The speed at which a manufacturer operates can influence quality, efficiency and market position.
Speed is a common denominator among highly successful businesses in today’s competitive marketplace.
Time to market has become the battle cry for manufacturers – especially those who produce high-tech goods, services and equipment. Organizations who shorten their new product development cycle have distinct advantages within their market. Firms that reduce cycle time decrease operating costs. Companies who focus on time compression are the first to enter markets, and the first to reap the reward of speed.
Distributors have also begun to realize the value of speed as a leadership weapon. When distributors shorten the process of serving customers, they become an even more important link in the distribution chain. They become strategic partners rather than simply distributors.

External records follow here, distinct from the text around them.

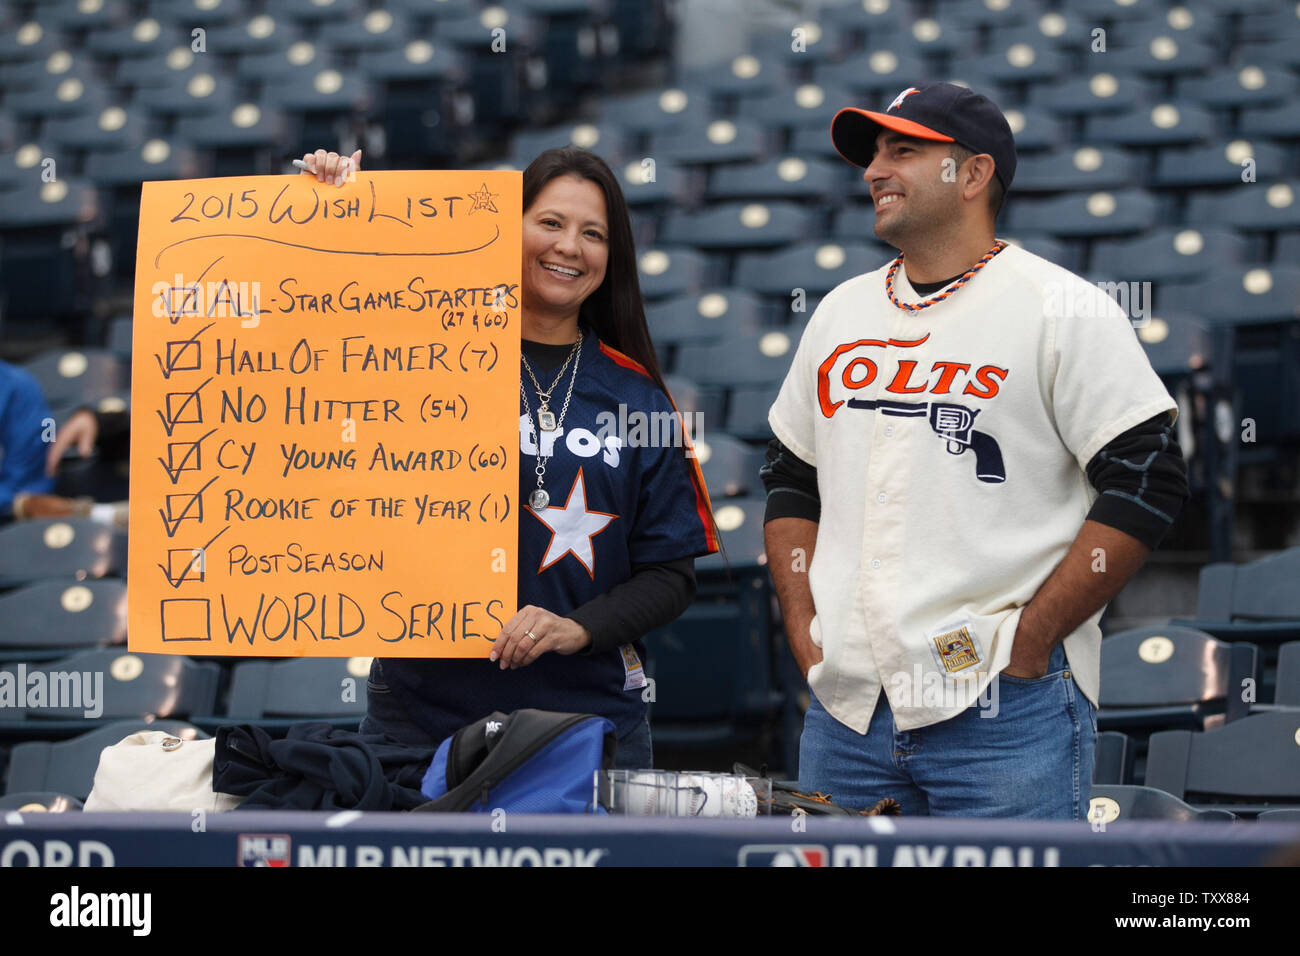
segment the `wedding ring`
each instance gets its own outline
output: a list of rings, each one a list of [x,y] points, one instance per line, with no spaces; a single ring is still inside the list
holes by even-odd
[[[530,640],[532,640],[534,644],[537,643],[537,635],[534,634],[532,631],[524,631],[524,637],[527,637]]]

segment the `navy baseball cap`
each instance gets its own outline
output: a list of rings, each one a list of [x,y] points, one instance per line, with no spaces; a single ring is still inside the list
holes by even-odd
[[[831,142],[855,166],[867,167],[876,154],[881,128],[904,136],[957,143],[993,157],[993,173],[1003,190],[1016,174],[1016,140],[1007,118],[987,96],[952,83],[909,86],[883,113],[846,107],[831,120]]]

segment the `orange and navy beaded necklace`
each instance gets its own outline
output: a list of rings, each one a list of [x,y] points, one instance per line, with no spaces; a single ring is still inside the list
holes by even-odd
[[[936,302],[942,302],[944,299],[948,298],[948,296],[952,295],[954,292],[956,292],[958,289],[964,286],[967,282],[969,282],[972,278],[974,278],[975,273],[979,272],[986,265],[988,265],[989,261],[1006,247],[1007,244],[1003,242],[1001,239],[999,239],[997,242],[993,244],[993,248],[990,249],[988,252],[984,253],[984,255],[980,256],[979,262],[971,266],[970,270],[967,271],[964,275],[962,275],[960,279],[958,279],[951,286],[944,289],[942,292],[940,292],[938,295],[934,296],[933,298],[926,299],[924,302],[917,302],[916,304],[912,304],[910,302],[899,302],[898,296],[894,295],[894,273],[897,272],[898,267],[903,264],[903,254],[900,252],[898,254],[898,258],[895,259],[893,263],[890,265],[889,272],[885,274],[885,293],[889,296],[889,301],[894,303],[894,305],[898,306],[900,309],[906,309],[908,312],[917,312],[921,309],[926,308],[927,306],[934,305]]]

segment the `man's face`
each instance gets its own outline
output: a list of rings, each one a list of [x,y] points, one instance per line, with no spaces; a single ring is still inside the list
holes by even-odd
[[[876,235],[896,249],[924,241],[958,221],[956,167],[944,181],[948,144],[882,130],[862,178],[871,187]],[[905,251],[905,250],[904,250]]]

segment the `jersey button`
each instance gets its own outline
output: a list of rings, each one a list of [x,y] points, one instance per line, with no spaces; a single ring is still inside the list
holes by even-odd
[[[879,559],[879,558],[872,558],[872,559],[871,559],[871,567],[872,567],[873,570],[879,571],[879,570],[880,570],[880,559]]]
[[[886,498],[886,497],[887,497],[887,496],[886,496],[885,493],[882,491],[880,494],[876,495],[876,501],[878,501],[880,504],[883,505],[883,504],[885,503],[885,498]]]
[[[886,425],[886,426],[885,426],[885,437],[886,437],[886,438],[893,438],[893,437],[894,437],[894,426],[893,426],[893,425]]]

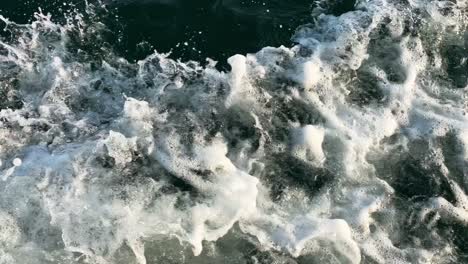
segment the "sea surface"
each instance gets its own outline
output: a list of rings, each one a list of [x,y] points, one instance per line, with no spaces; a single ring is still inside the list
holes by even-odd
[[[2,0],[0,264],[468,263],[467,0]]]

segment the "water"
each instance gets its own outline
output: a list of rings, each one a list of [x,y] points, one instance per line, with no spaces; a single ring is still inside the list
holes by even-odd
[[[71,8],[83,10],[84,1],[12,2],[5,16],[26,22],[43,8],[60,19]],[[253,53],[264,46],[291,46],[294,30],[311,22],[311,2],[284,1],[105,1],[100,14],[111,31],[107,41],[119,55],[135,61],[154,49],[171,57],[204,62],[210,57],[226,68],[236,53]],[[99,4],[101,5],[101,4]],[[221,65],[222,64],[222,65]]]
[[[468,263],[467,8],[2,2],[0,263]]]

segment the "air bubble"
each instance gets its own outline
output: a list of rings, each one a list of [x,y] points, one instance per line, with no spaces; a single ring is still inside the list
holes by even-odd
[[[19,159],[19,158],[16,158],[16,159],[13,160],[13,165],[15,167],[21,166],[22,163],[23,163],[23,161],[21,159]]]

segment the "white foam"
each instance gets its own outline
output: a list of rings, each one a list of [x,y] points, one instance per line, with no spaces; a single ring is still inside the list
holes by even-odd
[[[245,96],[249,98],[247,80],[247,60],[245,56],[234,55],[228,59],[231,65],[231,91],[226,100],[226,106],[232,105],[235,101],[242,101]],[[240,97],[240,98],[239,98]]]
[[[319,59],[314,58],[312,60],[308,60],[303,65],[303,80],[302,85],[306,89],[311,89],[314,85],[320,82],[321,77],[321,70],[320,70],[321,62]]]
[[[19,80],[24,106],[0,110],[0,262],[53,255],[56,263],[144,264],[166,253],[145,251],[168,237],[180,241],[172,245],[180,259],[186,245],[209,258],[222,252],[203,246],[233,236],[236,225],[243,232],[236,242],[248,237],[249,247],[285,258],[456,258],[443,235],[430,237],[433,247],[400,242],[407,236],[401,218],[413,208],[421,219],[436,212],[432,223],[468,221],[466,186],[452,175],[466,172],[466,89],[440,80],[446,62],[428,53],[436,49],[431,35],[442,39],[466,26],[465,4],[410,2],[359,1],[356,11],[322,15],[314,28],[298,30],[299,45],[235,55],[228,73],[158,53],[137,64],[109,56],[90,70],[91,62],[67,50],[73,23],[38,14],[17,42],[1,43],[1,74]],[[425,26],[413,25],[414,16]],[[89,22],[77,19],[86,34]],[[388,35],[376,37],[384,24]],[[419,35],[405,36],[406,26]],[[387,42],[398,66],[370,48]],[[392,81],[395,70],[405,79]],[[361,87],[362,71],[375,80]],[[356,91],[372,97],[372,89],[383,98],[351,98]],[[445,143],[452,135],[460,148]],[[415,144],[428,151],[412,153]],[[445,157],[446,148],[462,162]],[[446,177],[456,201],[402,197],[394,171],[412,161],[407,156],[422,167],[436,164],[434,174]]]
[[[115,163],[122,167],[132,161],[132,151],[136,151],[136,139],[127,139],[118,132],[110,131],[104,144],[109,156],[114,158]]]
[[[325,161],[322,144],[325,137],[325,131],[321,127],[312,125],[297,129],[292,147],[293,155],[311,160],[315,164],[321,165]]]
[[[458,137],[463,147],[463,158],[468,161],[468,130],[461,131]]]
[[[21,166],[21,163],[22,163],[21,159],[16,158],[16,159],[13,160],[13,165],[15,167]]]

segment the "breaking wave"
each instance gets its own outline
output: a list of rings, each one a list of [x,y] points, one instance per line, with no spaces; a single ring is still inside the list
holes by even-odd
[[[0,263],[468,262],[467,7],[360,0],[230,71],[0,16]]]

Organizations who focus on speed are emerging as leaders in their market sectors and are reaping the rewards speed affords in the marketplace.
Here are five distinct ways that speed serves a company as leadership weapon:
- Speed increases quality and decreases cost. Speed requires processes that are simplified into fewer steps. The fewer the steps, the less potential for error. Fewer errors reduce expense and increase quality. Higher quality translates into competitive advantage, increased market share and improved profits.

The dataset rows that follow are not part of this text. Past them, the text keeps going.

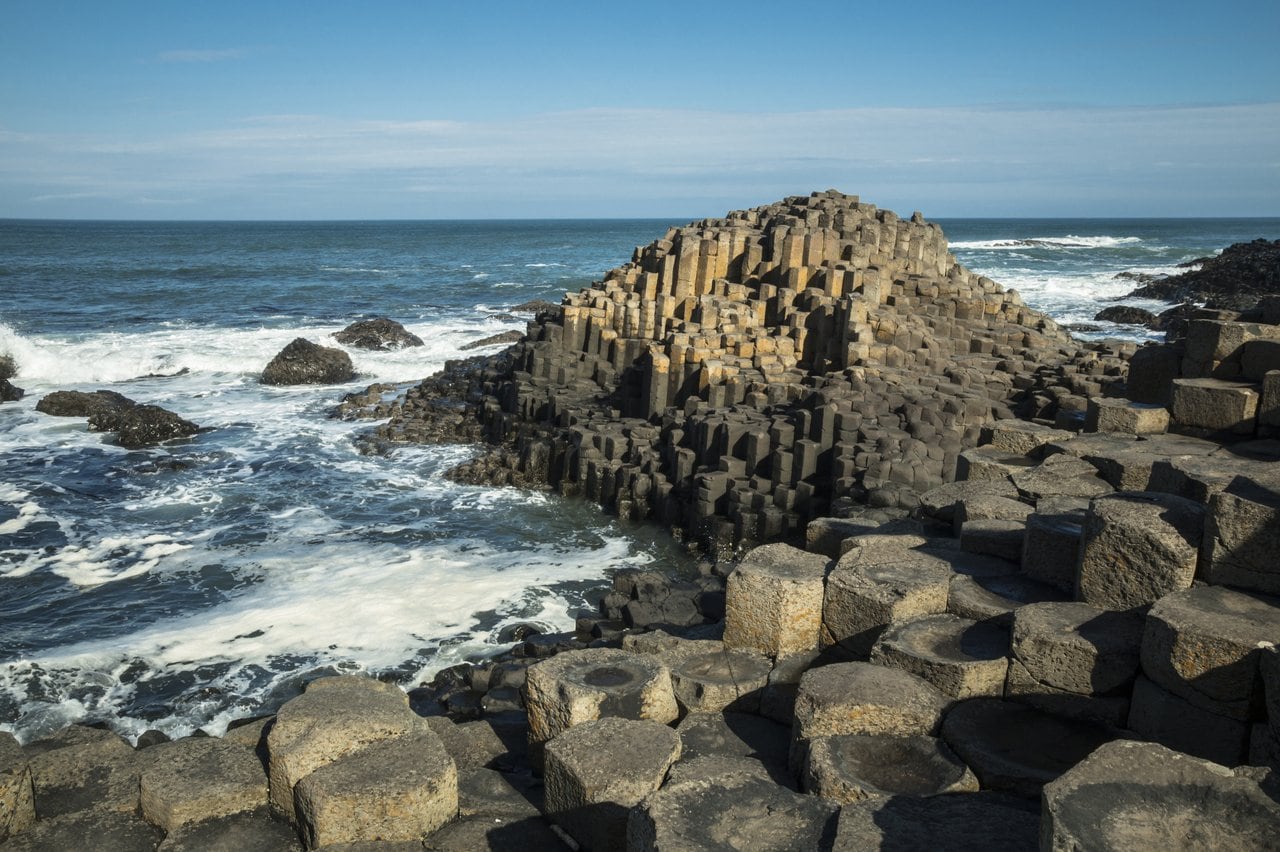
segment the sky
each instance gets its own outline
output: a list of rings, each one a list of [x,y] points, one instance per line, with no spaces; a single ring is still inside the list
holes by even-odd
[[[0,217],[1280,215],[1280,3],[0,0]]]

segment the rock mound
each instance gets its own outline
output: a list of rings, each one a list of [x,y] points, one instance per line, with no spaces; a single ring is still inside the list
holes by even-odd
[[[386,317],[358,320],[333,336],[343,346],[356,349],[372,349],[385,352],[391,349],[407,349],[421,346],[422,338],[400,323]]]
[[[1147,325],[1155,320],[1156,315],[1145,308],[1135,308],[1132,305],[1113,305],[1110,308],[1103,308],[1098,311],[1093,318],[1122,325]]]
[[[115,432],[131,450],[174,438],[187,438],[200,427],[158,405],[139,405],[115,391],[54,391],[36,403],[36,411],[53,417],[87,417],[91,432]]]
[[[1129,295],[1242,311],[1260,296],[1280,293],[1280,240],[1235,243],[1217,257],[1186,265],[1198,268],[1153,281]]]
[[[12,384],[8,379],[0,379],[0,402],[17,402],[26,395],[25,390]]]
[[[336,385],[355,377],[351,356],[303,337],[280,350],[262,371],[264,385]]]
[[[474,340],[471,343],[463,344],[458,348],[465,352],[471,349],[479,349],[482,346],[497,346],[500,343],[519,343],[521,340],[524,340],[524,334],[522,332],[503,331],[498,334],[491,334],[488,337],[483,337],[480,340]]]
[[[910,510],[983,422],[1082,417],[1125,354],[1077,347],[919,214],[835,191],[672,228],[529,328],[451,405],[434,379],[411,391],[375,441],[462,412],[460,438],[498,447],[462,481],[546,484],[712,548]]]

- Speed creates happy customers. Customers will pay a premium for speedy delivery in order to meet their needs. Quick delivery is a value-added factor. Customers will always pay more for more value.
- Speed adds value. Whenever you add value, you add the ability to maintain or raise your price. A higher price usually results in a higher profit – especially if speed has provided you with lower costs by streamlining your operation. A higher profit allows you to streamline your organization even more and forces your competitors to cut prices in order to get business. This inhibits them from spending money to speed up their processes, and results in a slow decline in their ability to compete.
- Speed increases growth. Speed is a time-based market strategy that allows manufacturers and distributors to respond more quickly to changing consumer needs and wants. Speed to market keeps these organizations ahead of the competition and thus increases a company’s growth.
- Speed devastates competition. Organizations that run faster and smarter tend to increase market share at a geometric pace. This frightens the competition and forces it to make hasty, reactive moves, which further reduces their ability to compete. These errors devastate their profit margins, their market share and their stock value.
In the competitive world of long-distance running, speed has a similar affect- especially when the runner passes a competitor while going uphill. When you pass the competition while going uphill, the psychological shock is devastating, and it reduces their ability to recover and compete.
To implement speed as a leadership weapon, the entire organization must make a commitment to being faster than anyone else n the industry.
Top management must provide the commitment and the resources to build a speed-based organization. It must also be willing to replace the traditional hierarchical structure with a non-traditional flat or circular structure that allows easy access to information and facilitates decision-making. Top management must be willing to introduce a team concept that brings together the entire family – supplier to consumer – and integrates total customer satisfaction into the mission, vision and values of the organization.
Speed is emerging as a principle weapon of leadership. It provides such benefits as competitive advantage, value-based pricing, increased quality, decreased costs and market growth. Tomorrow’s leaders are today’s speed-based organizations.